Featherston didn’t have time for that, though. “This is the President,” he said. “Get Ferd on the line right this second, you hear?”
“Y-Yes, sir.” Most of that sexy lilt disappeared-most, but not all.
“Ferd Koenig.” The Attorney General’s deep, gruff voice sounded the way it always did. Jake tried to imagine Koenig talking in soft, throaty tones. He couldn’t do it.
“Listen, we have got to get rid of more niggers faster,” he said without preamble. “The damn guerrillas are a running sore. We’ve got to get rid of it, or it’s going to screw us for the rest of the war.”
“Camps are running pretty close to capacity,” Koenig said dubiously.
“Bump it up,” Jake said. “Build more bathhouses. Build more trucks. Hell, build more camps. Whatever it takes, but bump it up. And fast.”
“All right, sir. I’ll handle that,” Koenig said, and he was a man who did what he said he would do. He was an old Party buddy, one of the last ones Jake had, but he was also damn good at his work. He went on, “The more we step it up against the coons, the more they’re liable to try and fight back, you know. That’ll cost us men who could be at the front.”
He was thinking along with Jake, but Jake was a little bit ahead of him. Jake hoped he was, anyhow. “You handle your end of it, Ferd,” he said. “I’ll take care of the other-or if I don’t, somebody’s gonna be mighty goddamn sorry, and it won’t be me or you.”
“I’ll do everything I can. The camps will do everything they can,” Koenig promised.
“Good. That’s what I need to hear. Freedom!” Featherston hung up. His next call was to the Secretary of State. He talked with Herbert Walker much less often than with Ferdinand Koenig. The Secretary of State was a real diplomat, and always looked uncomfortable wearing a Freedom Party uniform instead of striped pants and cutaway coat.

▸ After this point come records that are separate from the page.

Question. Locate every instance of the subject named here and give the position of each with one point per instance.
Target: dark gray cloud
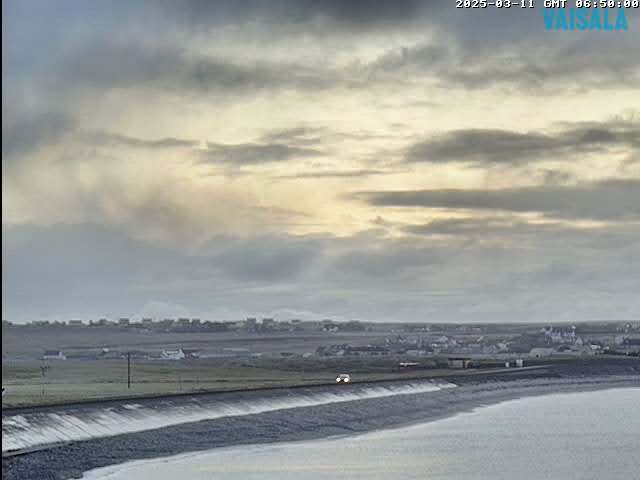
(609, 199)
(85, 270)
(335, 174)
(254, 153)
(107, 139)
(486, 147)
(25, 132)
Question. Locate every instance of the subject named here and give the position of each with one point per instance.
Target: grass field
(71, 380)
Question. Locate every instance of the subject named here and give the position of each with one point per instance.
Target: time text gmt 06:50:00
(547, 3)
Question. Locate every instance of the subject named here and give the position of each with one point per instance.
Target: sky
(375, 161)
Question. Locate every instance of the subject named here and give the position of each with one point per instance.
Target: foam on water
(30, 430)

Walker knew better than to keep Jake waiting, though. “Yes, Mr. President? What can I do for you today, sir?”
Again, Featherston came straight to the point: “I need another five divisions of Mexicans from Francisco Jose, and I need ’em yesterday.”
“Mr. President!” The Secretary of State sounded horrified. “After what’s happened to the men he sent you before, you’ll be lucky to get the time of day out of him, let alone anything more.”